CCM expects substantial savings from corporate exercise


Moody's outlook on the Korean banking system has been negative since May 2016.

KUALA LUMPUR: Chemical Company of Malaysia Bhd's (CCM) is expected to see substantial savings from a de-gearing exercise announced yesterday.

According to CCM group managing director Leonard Ariff Abdul Shatar, the group would likely see its interest costs to loans reduced by three quarter from the annual RM21mil payment currently post its proposed private placement and land sale exercise.

"At present, we pay RM21mil annually in interest costs, post de-gearing exercise, our interest costs would only be a quarter of that," he told reporters at a briefing here today.

"In absolute terms, we're looking to bring down our total loan level from the current RM400mil to RM100mil," he explained.

CCM said its proposed corporate exercise was part of the plan to improve its capital structure. 

The move, it said in its filings with Bursa Malaysia, is expected to increase its earnings per share and net asset value.

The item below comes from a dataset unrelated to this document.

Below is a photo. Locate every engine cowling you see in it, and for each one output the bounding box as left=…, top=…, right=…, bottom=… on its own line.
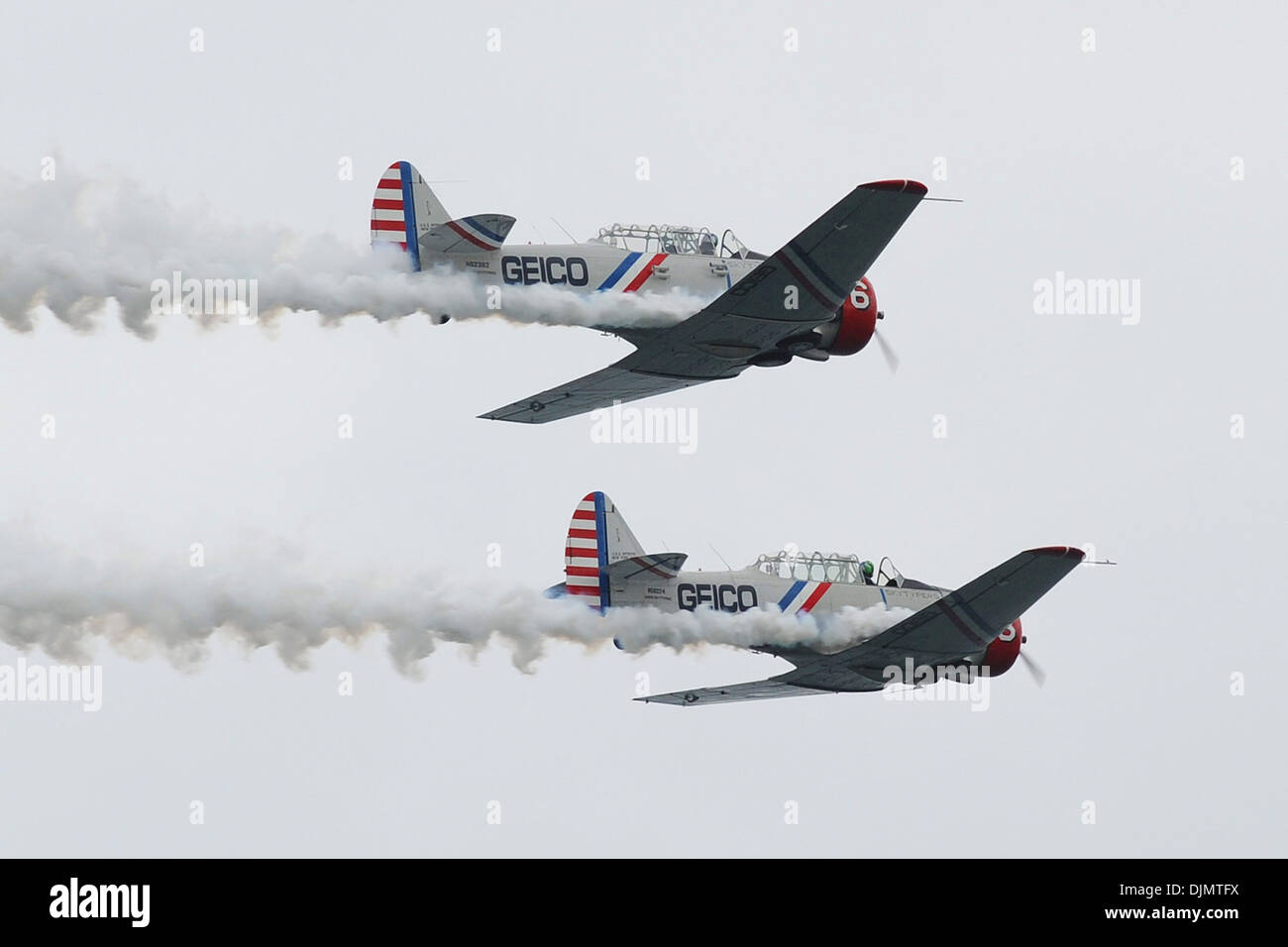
left=818, top=278, right=877, bottom=356
left=983, top=618, right=1024, bottom=678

Under the plan, CCM plans to raise up to RM257.6mil through a private placement of up to 10% of its share capital and the disposal of three parcels of land measuring 70.93 acres in Shah Alam, Selangor.

Proceeds from the fundraising and disposal of land will be used to repay its borrowings.

CCM will distribute its entire 73.4% stake in CCM Duopharma to its shareholders, a move that will see the demerger of the two companies.